Under Iraqi law, terrorism and murder offenses are punishable by death, and execution decrees must be signed by the president.
A security source in Iraq’s southern Dhi Qar province told AFP that 11 “terrorists from the Daesh group” were executed by hanging at a prison in the city of Nasiriyah, “under the supervision of a justice ministry team.”
A local medical source confirmed that the health department had received the bodies of 11 executed people.
They were hanged on Monday “under Article 4 of the anti-terrorism law,” the source added, requesting anonymity due to the sensitivity of the issue.
All 11 were from Salahaddin province and the bodies of seven had been returned to their families, the medical official said.
Iraqi courts have handed down hundreds of death and life sentences in recent years for people convicted of membership in “a terrorist group,” an offense that carries capital punishment regardless of whether the defendant had been an active fighter.
Iraq has been criticized for trials denounced by rights groups as hasty, with confessions sometimes obtained under torture.

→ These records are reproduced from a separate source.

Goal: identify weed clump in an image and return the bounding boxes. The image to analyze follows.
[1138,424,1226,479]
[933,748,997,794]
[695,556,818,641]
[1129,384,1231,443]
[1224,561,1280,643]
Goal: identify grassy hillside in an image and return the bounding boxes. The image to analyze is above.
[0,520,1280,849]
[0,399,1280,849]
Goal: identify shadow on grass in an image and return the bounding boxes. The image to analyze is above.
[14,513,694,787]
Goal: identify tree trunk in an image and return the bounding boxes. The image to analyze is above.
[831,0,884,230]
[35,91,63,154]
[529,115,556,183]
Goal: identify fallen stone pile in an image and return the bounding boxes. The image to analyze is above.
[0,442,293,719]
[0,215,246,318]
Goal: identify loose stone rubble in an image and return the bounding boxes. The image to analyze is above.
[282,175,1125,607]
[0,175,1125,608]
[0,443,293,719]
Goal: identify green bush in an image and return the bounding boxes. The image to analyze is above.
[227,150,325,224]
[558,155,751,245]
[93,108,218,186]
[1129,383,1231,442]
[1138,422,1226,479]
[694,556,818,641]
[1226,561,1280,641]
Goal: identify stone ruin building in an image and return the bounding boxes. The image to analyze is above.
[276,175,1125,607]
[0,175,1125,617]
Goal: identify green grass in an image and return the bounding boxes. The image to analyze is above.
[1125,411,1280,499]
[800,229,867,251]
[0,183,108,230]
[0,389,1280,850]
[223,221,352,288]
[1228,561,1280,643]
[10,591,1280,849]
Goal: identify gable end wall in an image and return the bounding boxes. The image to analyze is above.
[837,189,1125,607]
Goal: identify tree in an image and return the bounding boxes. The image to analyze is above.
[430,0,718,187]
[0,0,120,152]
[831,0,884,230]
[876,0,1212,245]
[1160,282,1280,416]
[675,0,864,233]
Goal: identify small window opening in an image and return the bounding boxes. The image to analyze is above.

Amnesty in a statement on Wednesday condemned the latest hangings for “overly broad and vague terrorism charges.”
It said a total of 13 men were executed on Monday, including 11 who had been “convicted on the basis of their affiliation to the so-called Daesh armed group.”
The two others, arrested in 2008, “were convicted of terrorism-related offenses under the Penal Code after a grossly unfair trial,” Amnesty said citing their lawyer.